Depuis 2021, Singapour oblige les organisations à notifier à la PDPC les violations de données significatives, et le NCCS l'a fait de lui-même. L'enquête déterminera si le centre disposait de mesures raisonnables contre cette erreur : une règle « Cci uniquement » n'est pas une mesure si une seule personne qui écrit à 467 adresses un vendredi soir peut encore choisir le mauvais champ. Les remèdes habituels sont bon marché. Les outils de diffusion envoient un message par destinataire ; un serveur de messagerie peut retenir tout envoi comportant plus d'une poignée d'adresses externes dans « À » ou « Cc » ; et un groupe de destinataires masqués, que le guide de la PDPC recommandait il y a neuf ans, ne coûte rien. Les affaires britanniques laissent penser que la sanction, s'il y en a une, sera modeste et le blâme public.
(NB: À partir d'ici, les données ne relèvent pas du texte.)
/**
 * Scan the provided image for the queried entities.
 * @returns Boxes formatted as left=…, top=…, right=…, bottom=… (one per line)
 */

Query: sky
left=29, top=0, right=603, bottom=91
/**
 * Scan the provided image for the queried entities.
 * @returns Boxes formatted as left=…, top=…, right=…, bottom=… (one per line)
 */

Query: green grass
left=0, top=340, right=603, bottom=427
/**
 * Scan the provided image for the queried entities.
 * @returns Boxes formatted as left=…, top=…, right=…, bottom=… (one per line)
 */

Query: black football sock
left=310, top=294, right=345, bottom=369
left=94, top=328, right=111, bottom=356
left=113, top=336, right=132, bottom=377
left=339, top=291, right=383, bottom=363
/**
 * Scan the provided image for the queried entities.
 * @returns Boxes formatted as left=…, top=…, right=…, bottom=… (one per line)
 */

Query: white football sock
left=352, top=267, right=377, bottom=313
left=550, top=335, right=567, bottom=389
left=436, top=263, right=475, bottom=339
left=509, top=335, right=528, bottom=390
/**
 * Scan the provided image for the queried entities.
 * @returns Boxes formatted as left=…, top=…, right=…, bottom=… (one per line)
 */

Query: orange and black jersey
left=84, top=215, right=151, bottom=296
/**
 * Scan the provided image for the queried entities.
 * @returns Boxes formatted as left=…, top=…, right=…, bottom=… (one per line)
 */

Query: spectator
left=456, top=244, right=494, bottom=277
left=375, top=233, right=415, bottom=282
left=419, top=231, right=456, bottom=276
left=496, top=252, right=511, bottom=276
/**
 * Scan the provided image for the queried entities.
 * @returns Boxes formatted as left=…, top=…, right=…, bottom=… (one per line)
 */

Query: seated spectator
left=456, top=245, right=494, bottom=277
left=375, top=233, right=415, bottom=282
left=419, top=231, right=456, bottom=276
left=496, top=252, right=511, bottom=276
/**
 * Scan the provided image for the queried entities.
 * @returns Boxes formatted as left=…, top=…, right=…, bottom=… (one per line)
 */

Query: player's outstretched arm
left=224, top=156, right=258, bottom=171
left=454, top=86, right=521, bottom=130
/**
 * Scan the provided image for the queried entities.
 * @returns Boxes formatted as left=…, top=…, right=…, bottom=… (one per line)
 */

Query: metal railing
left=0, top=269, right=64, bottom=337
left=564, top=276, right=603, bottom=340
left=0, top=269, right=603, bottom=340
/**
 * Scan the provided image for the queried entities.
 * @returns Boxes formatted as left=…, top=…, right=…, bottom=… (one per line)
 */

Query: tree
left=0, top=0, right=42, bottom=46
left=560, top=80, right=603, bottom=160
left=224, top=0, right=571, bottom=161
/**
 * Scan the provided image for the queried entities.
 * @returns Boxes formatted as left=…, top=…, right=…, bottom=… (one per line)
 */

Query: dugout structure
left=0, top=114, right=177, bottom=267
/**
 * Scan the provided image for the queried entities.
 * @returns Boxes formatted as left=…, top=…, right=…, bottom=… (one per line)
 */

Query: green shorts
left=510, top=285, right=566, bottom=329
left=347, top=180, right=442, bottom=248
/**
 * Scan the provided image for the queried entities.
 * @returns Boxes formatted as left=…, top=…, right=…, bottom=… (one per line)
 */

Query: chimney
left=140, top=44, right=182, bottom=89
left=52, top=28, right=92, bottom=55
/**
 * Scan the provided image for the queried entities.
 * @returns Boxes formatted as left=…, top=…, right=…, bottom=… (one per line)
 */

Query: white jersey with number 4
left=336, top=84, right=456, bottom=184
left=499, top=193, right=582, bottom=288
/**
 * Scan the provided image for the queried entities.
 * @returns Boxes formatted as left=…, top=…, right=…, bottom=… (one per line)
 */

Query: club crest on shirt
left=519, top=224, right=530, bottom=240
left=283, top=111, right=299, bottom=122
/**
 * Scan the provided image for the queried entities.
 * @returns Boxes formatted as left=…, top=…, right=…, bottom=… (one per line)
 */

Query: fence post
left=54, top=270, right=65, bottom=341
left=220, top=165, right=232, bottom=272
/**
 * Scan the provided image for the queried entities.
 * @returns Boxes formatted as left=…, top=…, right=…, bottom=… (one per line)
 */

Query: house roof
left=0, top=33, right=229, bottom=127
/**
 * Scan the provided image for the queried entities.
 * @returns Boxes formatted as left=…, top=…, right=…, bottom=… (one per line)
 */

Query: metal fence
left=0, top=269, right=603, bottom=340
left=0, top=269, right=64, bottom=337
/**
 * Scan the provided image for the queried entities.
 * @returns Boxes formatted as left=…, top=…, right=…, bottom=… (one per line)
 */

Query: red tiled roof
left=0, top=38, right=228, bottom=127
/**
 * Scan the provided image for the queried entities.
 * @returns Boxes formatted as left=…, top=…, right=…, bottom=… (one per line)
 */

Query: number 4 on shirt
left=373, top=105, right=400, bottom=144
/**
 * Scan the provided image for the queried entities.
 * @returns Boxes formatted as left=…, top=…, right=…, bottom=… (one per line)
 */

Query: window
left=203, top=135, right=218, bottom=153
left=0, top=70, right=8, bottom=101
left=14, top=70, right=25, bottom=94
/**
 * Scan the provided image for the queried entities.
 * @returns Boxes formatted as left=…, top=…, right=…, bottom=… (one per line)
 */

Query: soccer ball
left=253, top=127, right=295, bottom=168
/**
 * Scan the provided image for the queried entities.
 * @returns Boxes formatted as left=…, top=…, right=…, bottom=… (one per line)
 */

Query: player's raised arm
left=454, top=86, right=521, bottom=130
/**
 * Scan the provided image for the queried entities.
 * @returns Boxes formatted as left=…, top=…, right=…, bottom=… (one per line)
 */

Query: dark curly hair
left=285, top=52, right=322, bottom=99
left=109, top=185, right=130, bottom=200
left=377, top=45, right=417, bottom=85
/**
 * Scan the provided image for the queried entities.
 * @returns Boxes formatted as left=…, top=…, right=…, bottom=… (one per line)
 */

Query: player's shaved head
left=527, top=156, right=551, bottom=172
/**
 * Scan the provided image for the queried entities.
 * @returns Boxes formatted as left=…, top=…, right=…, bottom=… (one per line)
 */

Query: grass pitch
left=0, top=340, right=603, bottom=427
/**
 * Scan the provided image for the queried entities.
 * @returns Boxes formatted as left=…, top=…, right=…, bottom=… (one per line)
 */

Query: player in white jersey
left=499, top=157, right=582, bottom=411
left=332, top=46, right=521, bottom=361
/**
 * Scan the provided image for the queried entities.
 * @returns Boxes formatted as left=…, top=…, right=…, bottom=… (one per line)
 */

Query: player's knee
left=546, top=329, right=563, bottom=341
Pour les 467 personnes de la liste, le dommage concret est fait et un second message ne peut le rappeler ; ce qu'elles maîtrisent, c'est ce qui arrivera à leur adresse à partir de maintenant.

Qu'a exactement exposé le NCCS ?
Les adresses e-mail de 467 personnes invitées à sa rencontre « Living with HBOC », placées dans le champ « Cc » de sorte que chaque destinataire pouvait les voir. Selon le NCCS, le message ne contenait ni numéros NRIC, ni téléphones, ni autres données. Là où une adresse contient un nom ou le domaine d'une entreprise, les destinataires voyaient aussi le nom de la personne et son employeur.
Une adresse e-mail est-elle vraiment une donnée médicale ?
En soi, non. Dans ce contexte, oui : l'invitation n'a été envoyée qu'à des personnes liées au syndrome héréditaire de cancer du sein et de l'ovaire, la liste elle-même révèle donc une condition génétique. Comme la mutation est héréditaire, elle désigne aussi les enfants et les parents des destinataires.
Le NCCS peut-il être sanctionné ?
La PDPC enquête. Depuis octobre 2022, elle peut infliger jusqu'à 1 million S$, ou 10 % du chiffre d'affaires annuel à Singapour pour les grandes organisations. En 2019, elle a infligé à SingHealth et IHiS un total de 1 million S$ pour le piratage des dossiers de 1,5 million de patients. Le NCCS fait partie de SingHealth. Les amendes britanniques pour des erreurs comparables de « Cc » et « Cci » sont allées de 7 500 à 78 400 livres.
J'ai reçu un message de ce type. Dois-je le supprimer comme on me le demande ?
Oui, mais notez d'abord la date, l'objet et ce qui était visible, conservez la notification de l'organisation et ne répondez pas à tous. Si vous avez utilisé une adresse professionnelle, transférez votre correspondance médicale vers une adresse personnelle. Si les réponses de l'organisation ne vous satisfont pas, vous pouvez saisir l'autorité de protection des données.
Comment les organisations évitent-elles cela ?
En envoyant les messages de masse via un outil qui délivre un message par destinataire, ou à un groupe de destinataires masqués ; en configurant le serveur de messagerie pour retenir les envois comportant de nombreuses adresses externes dans « À » ou « Cc » ; et en formant le personnel. Le guide de la PDPC de 2017 sur les divulgations accidentelles cite le « Cci » pour les envois groupés comme un contrôle de base.